War es aufgrund des Spielverlaufs mit dem späten Gegentor nach 80 Minuten ein gewonnener Punkt, oder trauern Sie dem verpassten Sieg nach?
Bei diesem Spielverlauf ist es sicherlich ein gewonnener Punkt. Wenn man die Spielanteile anschaut und sieht, dass wir uns nur wenige Möglichkeiten erspielen konnten, während Sion doch einige gute Chancen hatte, müssen wir demütig bleiben und zufrieden sein. Natürlich wollten wir gewinnen und eine Lücke zu Sion schaffen, aber in so einem Spiel ist es wichtig, zumindest nicht zu verlieren.
Thun wirkte im Tourbillon defensiv anfällig, und offensiv lief bis auf das Tor von Nikki Havenaar und zwei Chancen von Ridge Munsy wenig. Haben Sie eine Erklärung dafür?
Das Spiel ist uns schwergefallen. Wir hatten sowohl offensiv als auch defensiv Probleme, und weil wir es defensiv nicht gut machten, sah dann auch die Offensive schlecht aus. Wir hatten keine gute Raumaufteilung, konnten den Ball in den gefährlichen Zonen nicht in unseren Reihen halten, bewegten uns zu wenig. Es lief nicht so, wie wir uns das vorgestellt hätten. Zum Glück konnten wir nach dem Gegentor gleich reagieren.
Matteo Tosetti sagte nach dem Spiel, die Mannschaft habe lange zu ängstlich gespielt und sich nicht getraut, Fussball zu spielen. Teilen Sie diese Einschätzung?
Ja, natürlich. Wir haben zu wenig Fussball gespielt, haben uns zu wenig getraut, den Ball zirkulieren zu lassen. Wir waren zu wenig geduldig. Das haben wir auch bei der Videoanalyse heute Vormittag angesprochen. Das müssen wir besser machen.
Bei einer Niederlage wäre die Lage im Abstiegskampf wieder prekärer geworden. Wirkte diese Ausgangslage hemmend?

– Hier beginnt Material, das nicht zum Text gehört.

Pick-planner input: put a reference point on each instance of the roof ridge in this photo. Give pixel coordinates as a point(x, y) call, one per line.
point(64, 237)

Das war sicher in den Köpfen der Spieler drin. Das lässt sich nicht verhindern. Wenn man gegen den Abstieg spielt, kann man nicht gleich befreit aufspielen, wie wenn man im Tabellenmittelfeld klassiert ist und es sportlich um nicht mehr viel geht. Der Druck ist sehr gross, und das spiegelt sich dann auch im Spiel.
Inwiefern?
Dass die Spieler ängstlich sind, zu wenig den Ball fordern und vielleicht froh sind, wenn sie ihn nicht mehr haben. Es ist ein Teufelskreis: In so einem kapitalen Spiel will niemand Fehler machen. Aber durch diese Einstellung passieren sie dann eben umso mehr. Wir müssen uns mehr zutrauen.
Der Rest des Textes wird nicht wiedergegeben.